BI, AE, MR, HS, HA, JN, SA, MZ, TW, WW and AA critically revised the manuscript, and their names are listed in decreasing order of their contributions. All authors have read and approved the final manuscript.
Health symptoms attributed to environmental agents are an extensive occupational and public health problem. Apart from toxic and allergenic substances, symptoms are commonly attributed to chemicals and biological materials (e.g., mold) that generate odor and sensory irritation (e.g., pungency), to electrical equipment that generate electromagnetic fields (EMF), and to mechanical phenomena that generate sound.
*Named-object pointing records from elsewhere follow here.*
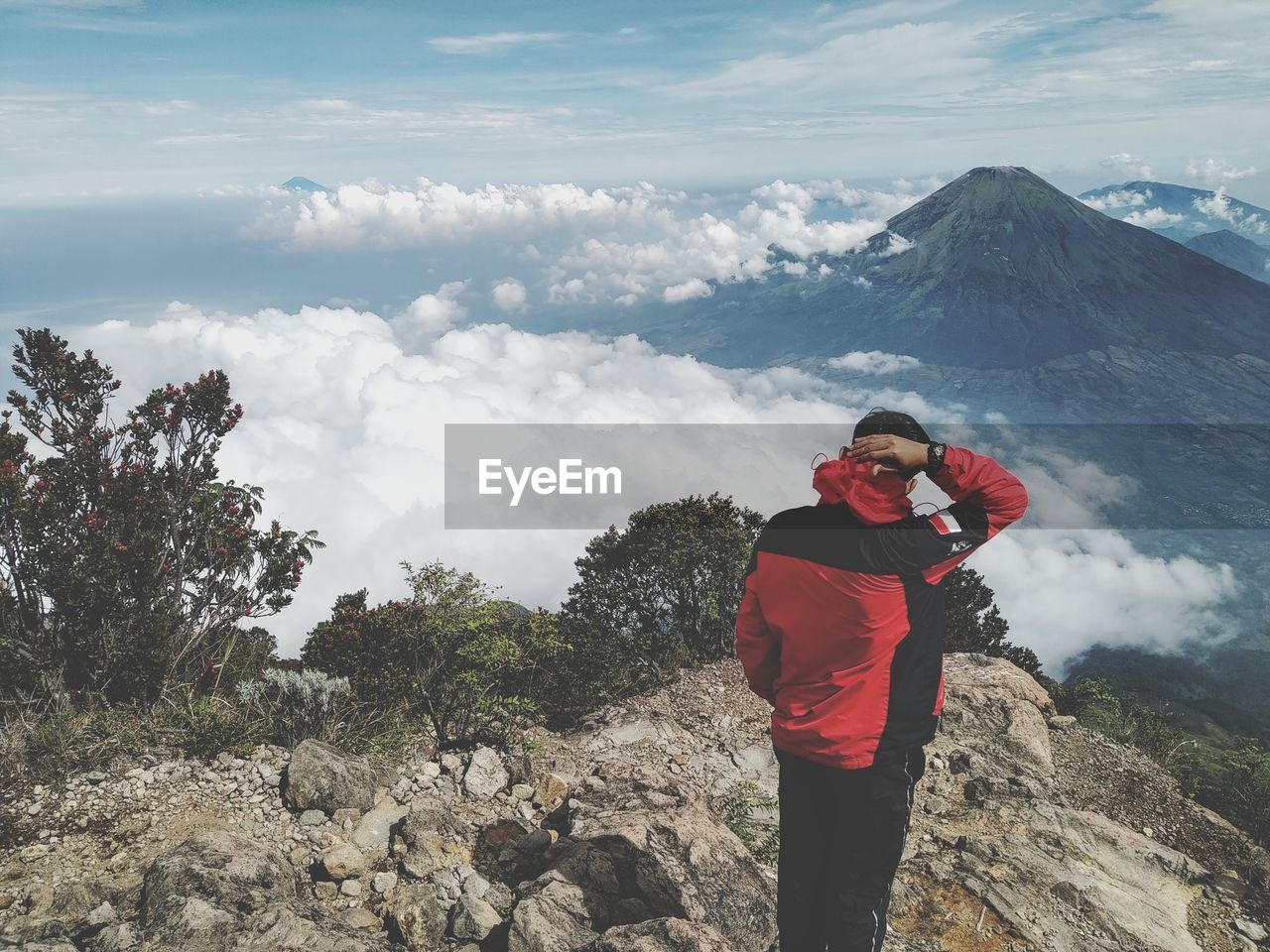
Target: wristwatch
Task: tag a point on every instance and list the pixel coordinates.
(935, 457)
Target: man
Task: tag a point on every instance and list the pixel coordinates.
(841, 630)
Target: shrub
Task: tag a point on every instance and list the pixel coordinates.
(661, 594)
(974, 624)
(295, 705)
(738, 807)
(474, 665)
(125, 561)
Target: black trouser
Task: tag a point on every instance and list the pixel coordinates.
(842, 835)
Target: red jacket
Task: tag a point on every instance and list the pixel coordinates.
(841, 627)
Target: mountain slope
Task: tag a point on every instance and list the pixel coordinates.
(1234, 252)
(1180, 211)
(997, 270)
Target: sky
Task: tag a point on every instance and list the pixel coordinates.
(104, 98)
(509, 178)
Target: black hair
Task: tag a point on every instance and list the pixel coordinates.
(892, 422)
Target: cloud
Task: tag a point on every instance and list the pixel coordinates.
(873, 362)
(344, 428)
(1215, 172)
(1125, 164)
(490, 42)
(686, 291)
(1153, 218)
(430, 316)
(611, 245)
(1120, 198)
(509, 295)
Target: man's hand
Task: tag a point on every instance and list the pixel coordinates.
(892, 452)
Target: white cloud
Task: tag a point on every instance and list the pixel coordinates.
(1215, 172)
(1120, 198)
(509, 295)
(873, 362)
(1153, 218)
(430, 316)
(896, 245)
(611, 245)
(689, 290)
(490, 42)
(1127, 166)
(344, 428)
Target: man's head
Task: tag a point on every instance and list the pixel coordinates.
(892, 422)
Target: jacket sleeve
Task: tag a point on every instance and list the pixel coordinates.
(985, 499)
(757, 647)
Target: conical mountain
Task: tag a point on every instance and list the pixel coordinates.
(997, 270)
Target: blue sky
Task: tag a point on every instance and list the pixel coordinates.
(134, 96)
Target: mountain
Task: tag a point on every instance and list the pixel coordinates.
(647, 830)
(302, 184)
(997, 270)
(1234, 252)
(1180, 211)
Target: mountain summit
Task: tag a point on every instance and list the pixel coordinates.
(997, 270)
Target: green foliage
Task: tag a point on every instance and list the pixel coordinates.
(1123, 717)
(126, 563)
(738, 807)
(295, 705)
(208, 725)
(974, 624)
(474, 665)
(661, 594)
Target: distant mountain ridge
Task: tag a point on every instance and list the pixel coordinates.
(997, 270)
(1234, 252)
(1180, 212)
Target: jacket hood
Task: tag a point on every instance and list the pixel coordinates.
(874, 498)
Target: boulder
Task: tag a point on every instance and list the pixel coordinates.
(416, 918)
(485, 774)
(657, 852)
(321, 777)
(435, 839)
(474, 919)
(220, 892)
(661, 936)
(372, 832)
(343, 861)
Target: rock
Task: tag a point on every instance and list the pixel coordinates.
(658, 851)
(661, 936)
(552, 915)
(343, 861)
(373, 830)
(416, 918)
(1254, 930)
(485, 774)
(197, 890)
(434, 841)
(474, 919)
(220, 892)
(321, 777)
(552, 792)
(359, 918)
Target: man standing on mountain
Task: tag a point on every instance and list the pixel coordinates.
(841, 630)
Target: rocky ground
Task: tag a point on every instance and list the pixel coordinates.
(1029, 833)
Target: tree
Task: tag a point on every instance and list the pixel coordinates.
(974, 624)
(125, 561)
(476, 666)
(662, 593)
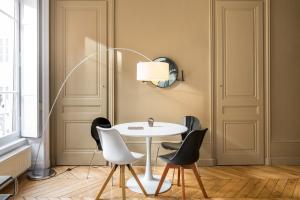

Health effects of exposure to strong EMF are well documented, and such exposure is controlled by regulations and guidelines [1]. However, there is no existing evidence for health effects from low-level EMF exposure.

Instead there is evidence for a nocebo effect in triggering acute health effects [2-4]. Nevertheless, health problems evoked in the presence of electrical equipment is a concern. Clinical diagnoses for these environmental intolerances (EI) include multiple chemical sensitivity Cilengitide (MCS) [5], nonspecific building-related symptoms (sick building syndrome) [6], idiopathic environmental intolerance attributed to electromagnetic fields (IEI-EMF) [7], and sound sensitivity (hyperacusis) [8]. As many as 6.